Death Lit: The Black (Mask) Bird

While I’m not doing a regular crime and mystery review column any more, and you’d have a very hard time talking me into the idea again, I still manage to knock out seven or eight standalone reviews every year in the old print medium — if I weren’t so lazy, I might do as many as ten or twelve.

The Big Book of Black Mask stories Otto Penzler put together is one of the best deals ever, and now that it has been out a few months, I’ve even seen copies reduced from stock in the Edward R. Hamilton remainder catalogs for around $16. A sweet bargain for anyone who wants to sample more fiction from the Mask than has ever before been assembled in one place. For my short, regular review I said this book deserves a Star, and it does, and I heard that the editors liked the review so much they even put it in a box. Ah, the shorthand signals to alert readers and booksellers that something great is about to hit the shelves! 

Although Otto is by no means the first with a collection from the Mask (his foreword neatly covers the earlier action), he certainly comes through with the mostest. Over one thousand pages, double columns, packed with wordage. If you’ve got any curiosity at all about the fiction that appeared alongside Hammett in the twenties and Chandler in the thirties, here you go. Although when push comes to shove, life is short — if you read Hammett and Chandler you’ve read the best from Black Mask, and you could go on to the next thing on your list if you’re in some kind of hurry.

This Big Book includes several things I especially like — for example, the original illustrations and headings for most of the stories, evoking a period feel. The episodic six-part novel Rainbow Diamonds by Raoul Whitfield, writing as Ramon Decolta, featuring the Filipino Private Eye Jo Gar, appears in a book for the first time since its original run in the Mask. In 2004 for Alfred Hitchcock’s Mystery Magazine I reviewed Jo Gar’s Casebook, which collects all the other stories in this series — everything except Diamonds. Yeah, it would have been better if every Jo Gar exploit had appeared in one book, but finally you get the chance to read them all — not as hot as Hammett’s Continental Op series, but solid second tier. Plus you get Erle Stanley Gardner’s first sale to Black Mask and a host of other stuff. Even some sociological import — fiction by the first Japanese-American crime writer, hard-boiled action by gay crime writers William Rollins Jr. and Cornell Woolrich, as well as a dame who managed to break into the almost exclusively male ranks of this premiere tough guy school of detective fiction.

But for purposes of this shadowy, blood-stained alley in a remote corner of a nighted city on the dark side of good old planet Blogosphere, there is one major reason why any big fan of Hammett desperately needs to have this book clutched tightly in his paws: it reprints in full The Maltese Falcon.

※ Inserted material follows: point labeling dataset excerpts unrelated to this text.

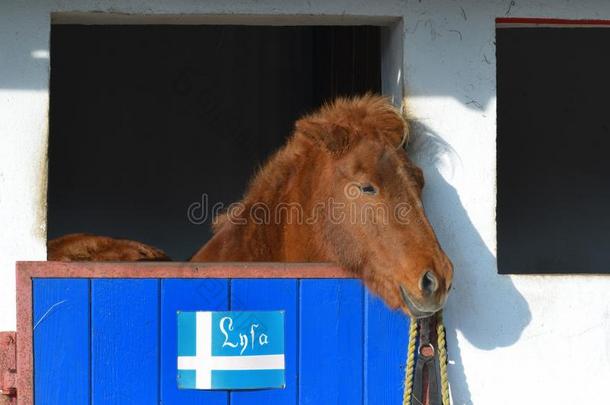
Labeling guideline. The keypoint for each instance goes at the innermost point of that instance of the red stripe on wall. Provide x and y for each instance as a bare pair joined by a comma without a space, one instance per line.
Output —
550,21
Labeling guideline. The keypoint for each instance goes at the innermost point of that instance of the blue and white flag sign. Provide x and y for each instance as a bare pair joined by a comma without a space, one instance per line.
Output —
222,350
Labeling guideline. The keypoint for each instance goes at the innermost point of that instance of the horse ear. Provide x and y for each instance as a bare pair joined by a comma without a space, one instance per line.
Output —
332,137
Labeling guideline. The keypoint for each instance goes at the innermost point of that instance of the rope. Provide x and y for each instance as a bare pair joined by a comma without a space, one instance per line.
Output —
442,358
406,397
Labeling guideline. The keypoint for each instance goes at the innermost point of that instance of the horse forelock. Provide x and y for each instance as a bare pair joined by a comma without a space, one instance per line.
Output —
344,122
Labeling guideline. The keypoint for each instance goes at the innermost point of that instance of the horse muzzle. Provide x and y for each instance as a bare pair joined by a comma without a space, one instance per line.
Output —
419,310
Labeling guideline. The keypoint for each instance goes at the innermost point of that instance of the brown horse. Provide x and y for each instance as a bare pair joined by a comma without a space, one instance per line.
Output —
84,247
342,190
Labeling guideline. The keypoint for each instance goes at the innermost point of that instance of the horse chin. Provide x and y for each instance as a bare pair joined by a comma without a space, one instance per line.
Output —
411,308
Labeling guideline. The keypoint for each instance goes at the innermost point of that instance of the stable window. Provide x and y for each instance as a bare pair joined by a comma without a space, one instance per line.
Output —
148,121
552,146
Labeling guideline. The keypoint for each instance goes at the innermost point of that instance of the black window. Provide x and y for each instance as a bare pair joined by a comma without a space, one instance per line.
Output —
553,144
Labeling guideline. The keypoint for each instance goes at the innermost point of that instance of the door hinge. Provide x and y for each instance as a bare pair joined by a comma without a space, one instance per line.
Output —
8,368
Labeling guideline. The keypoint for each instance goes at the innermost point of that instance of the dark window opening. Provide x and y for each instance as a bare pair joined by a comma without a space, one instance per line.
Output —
147,120
553,145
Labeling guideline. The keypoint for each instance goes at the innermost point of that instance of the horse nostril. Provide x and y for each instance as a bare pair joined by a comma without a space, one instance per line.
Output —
428,283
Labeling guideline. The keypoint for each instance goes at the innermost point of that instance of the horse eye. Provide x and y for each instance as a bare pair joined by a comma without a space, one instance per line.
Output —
368,189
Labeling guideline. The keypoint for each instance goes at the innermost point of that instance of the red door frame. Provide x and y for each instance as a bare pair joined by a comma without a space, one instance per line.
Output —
27,271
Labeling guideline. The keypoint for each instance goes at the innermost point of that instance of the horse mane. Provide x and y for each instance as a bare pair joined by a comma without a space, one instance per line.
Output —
336,128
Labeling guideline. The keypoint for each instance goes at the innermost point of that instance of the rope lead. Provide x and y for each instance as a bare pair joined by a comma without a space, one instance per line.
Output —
442,358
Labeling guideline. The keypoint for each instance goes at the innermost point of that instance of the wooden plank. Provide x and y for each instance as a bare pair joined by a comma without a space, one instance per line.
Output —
180,270
124,341
61,341
331,342
266,295
186,295
386,336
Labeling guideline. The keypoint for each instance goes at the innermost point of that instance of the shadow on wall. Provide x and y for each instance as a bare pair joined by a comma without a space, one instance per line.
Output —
485,308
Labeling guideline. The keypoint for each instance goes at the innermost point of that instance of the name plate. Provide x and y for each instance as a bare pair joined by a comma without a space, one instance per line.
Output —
231,350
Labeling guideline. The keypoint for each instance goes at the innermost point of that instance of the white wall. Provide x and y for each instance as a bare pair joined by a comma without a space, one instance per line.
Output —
512,339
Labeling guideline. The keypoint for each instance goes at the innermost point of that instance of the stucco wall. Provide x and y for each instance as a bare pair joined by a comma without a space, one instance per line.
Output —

Yeah. I know what you’re thinking, because I was thinking the same thing.

The review copy was dropped on the doorstep just as I was heading out for the evening. I glanced over the contents quickly, and thought: it reprints The Maltese Falcon???!!! Jeez, everyone has read The Maltese Falcon. . . .

What a stupid waste of space. . . .

Yet, if Otto wanted to reprint Hammett’s most famous novel, honestly, how violently could I kick about it? No other single novel stands over the entire run of a magazine the way Falcon looms over Black Mask. The undisputed classic from a pulp that has achieved legendary stature, and a big chunk of that legend depends on Hammett creating Sam Spade.

Within five years of hitting print in those pulp pages, the Sam Spade adventure was the first contemporary detective novel picked up for inclusion in the prestigious reprint series from Modern Library — the 1934 publication of that edition hinted that Hammett had written an enduring work. Now over eighty years later Falcon stands alongside other novels that have made the grade as classics in the Big Read program from the National Endowment for the Arts.

Got it. A classic. Deserving a big chunk of pages in any Big Book of Black Mask.

But then I thought about it some more — would Otto actually be happy to just reprint a novel everyone has read?

Sudden excitement set in. There was another option. Maybe Otto had reprinted the original text of the novel from the yellowed wood pulp pages — a text that has never been reprinted before.

When Hammett prepared his novels for hardcover publication by Knopf, he worked them over — it is known that he made some 2000 textual changes from the version in the Mask for the 1930 hardback of The Maltese Falcon. For example, the chapter in the novel that appears under the title “The Levantine” in the pulp is called “Cairo’s Pockets.” Plus some 1999 other changes, as Hammett established the final text.

And all these years, most Hammett fans who may have wanted to see what changes he made haven’t been able to do so. Those issues of Black Mask aren’t all that common and they certainly are priced out of the budgets of most people. Only a year ago it would have cost you thousands of dollars to assemble those issues in order to read the pulp version of the Falcon.

Now, thanks to Otto Penzler, it’ll cost you less than twenty bucks.

I’ve been playing this edition up big time on the tour. The Black Mask Black Bird. The most exciting thing in Hammett studies in a longggggg time. Grab a copy for your complete collection of Hammett.